The regenerated compressed data could be in the format of something like a
descriptor table could be used.
There would also be sub descriptor within the main descriptor for letters of world or sub feature in a face.

The mind can not see the SDR, it is in the dark, but it can see the regenerated data.

We can Factoring out variables form a equation in a algebra, features can be factored out from a descriptor table.

So now every thing is target From large object to all the way down to small sub
What can be done with all these features?
Add them or remove them to make a pattern come into existence?

Or use a link list algorithm. NN work great for a link list algorithm. But must use
source data to make target data . They take input data and generate output data. And
they must be auto trained. Just select source and target, done.
I think there is a function in the brain that dose this.
Like for example. I think of my car and out come a image or direction to my night stand by my bed were the key are. Or as in algebra i think of “x” and get out a six.



I have a hypothesis of how the binding problem is solved:

This hypothesis is based on the two papers:

  • Hawkins, Ahmad, Cui, 2017, “Why Does the Neocortex Have Layers and Columns, A Theory of Learning the 3D Structure of the World”
  • Emilio Kropff and Alessandro Treves, 2018, “The emergence of grid cells: intelligent design or just adaptation?”

The binding problem is solved by the output layer’s (L2/3) spatial pooler. It accomplishes this by accumulating excitatory input over a significant period of time. This slow response to changes in excitement has a stabilizing effect on the mini-columns. It allows a layer 2/3 mini-column to remain active over several sensation of the same object, and it favors mini-columns which do remain active for several consecutive sensation over sporadically active mini-columns. These effects are then learned, and the mini-column then represent a large contiguous area of the input. This solves the binding problem because an area at the top of a cortical hierarchy should receive sensory input from all of the sensors, and hypothetically be able to represent objects as they move between different sensory areas.

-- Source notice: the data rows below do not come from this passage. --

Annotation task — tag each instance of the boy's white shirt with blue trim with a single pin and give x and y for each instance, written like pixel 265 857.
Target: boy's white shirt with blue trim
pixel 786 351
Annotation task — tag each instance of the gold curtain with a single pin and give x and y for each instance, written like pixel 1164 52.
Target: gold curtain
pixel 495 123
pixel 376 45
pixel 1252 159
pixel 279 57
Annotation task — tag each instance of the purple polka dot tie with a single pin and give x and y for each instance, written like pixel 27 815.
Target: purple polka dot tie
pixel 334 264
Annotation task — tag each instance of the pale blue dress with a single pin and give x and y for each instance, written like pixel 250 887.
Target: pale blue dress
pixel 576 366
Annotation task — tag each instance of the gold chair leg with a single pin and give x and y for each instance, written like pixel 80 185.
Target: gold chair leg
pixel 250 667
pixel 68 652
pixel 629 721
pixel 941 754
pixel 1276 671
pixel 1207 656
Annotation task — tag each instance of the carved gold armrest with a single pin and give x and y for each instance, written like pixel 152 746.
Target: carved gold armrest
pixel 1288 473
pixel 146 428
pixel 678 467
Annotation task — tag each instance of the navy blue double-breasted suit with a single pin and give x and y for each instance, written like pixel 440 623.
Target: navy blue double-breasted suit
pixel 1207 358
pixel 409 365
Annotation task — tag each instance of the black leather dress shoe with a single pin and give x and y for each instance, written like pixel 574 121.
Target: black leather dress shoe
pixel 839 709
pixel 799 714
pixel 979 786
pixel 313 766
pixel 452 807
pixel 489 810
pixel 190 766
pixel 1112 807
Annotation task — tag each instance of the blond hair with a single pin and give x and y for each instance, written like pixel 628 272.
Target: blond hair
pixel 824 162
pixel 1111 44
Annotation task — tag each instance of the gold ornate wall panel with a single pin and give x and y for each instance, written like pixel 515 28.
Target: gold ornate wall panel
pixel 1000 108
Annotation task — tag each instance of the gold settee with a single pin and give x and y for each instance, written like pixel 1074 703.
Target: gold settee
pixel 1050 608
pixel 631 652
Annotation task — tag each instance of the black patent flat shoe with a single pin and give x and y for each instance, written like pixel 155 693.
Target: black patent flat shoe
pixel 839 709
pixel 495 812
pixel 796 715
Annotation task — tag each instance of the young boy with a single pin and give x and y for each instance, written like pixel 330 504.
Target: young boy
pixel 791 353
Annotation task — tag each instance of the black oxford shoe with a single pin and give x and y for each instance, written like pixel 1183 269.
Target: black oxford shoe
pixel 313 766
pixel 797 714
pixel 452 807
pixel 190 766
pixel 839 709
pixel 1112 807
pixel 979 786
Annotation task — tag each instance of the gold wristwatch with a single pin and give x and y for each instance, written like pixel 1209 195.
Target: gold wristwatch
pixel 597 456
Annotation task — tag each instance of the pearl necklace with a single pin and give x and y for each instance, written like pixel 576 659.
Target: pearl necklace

The paper [Kropff and Treves, 2008] is the source of the mechanism which slows down the mini-columns response. The response exponentially approaches the input overlap. The equation for it is:
r(t) = r(t-1) + alpha * (InputOverlap - r(t-1))
Where t is time,
Where InputOverlap is the amount of excitatory input,
Where r(t) is the response, it’s used in the competition to activate,
Where alpha controls how fast mini-columns respond to changes in their input overlap.

I’m working on testing this hypothesis, I’ll tell you all when its a theory.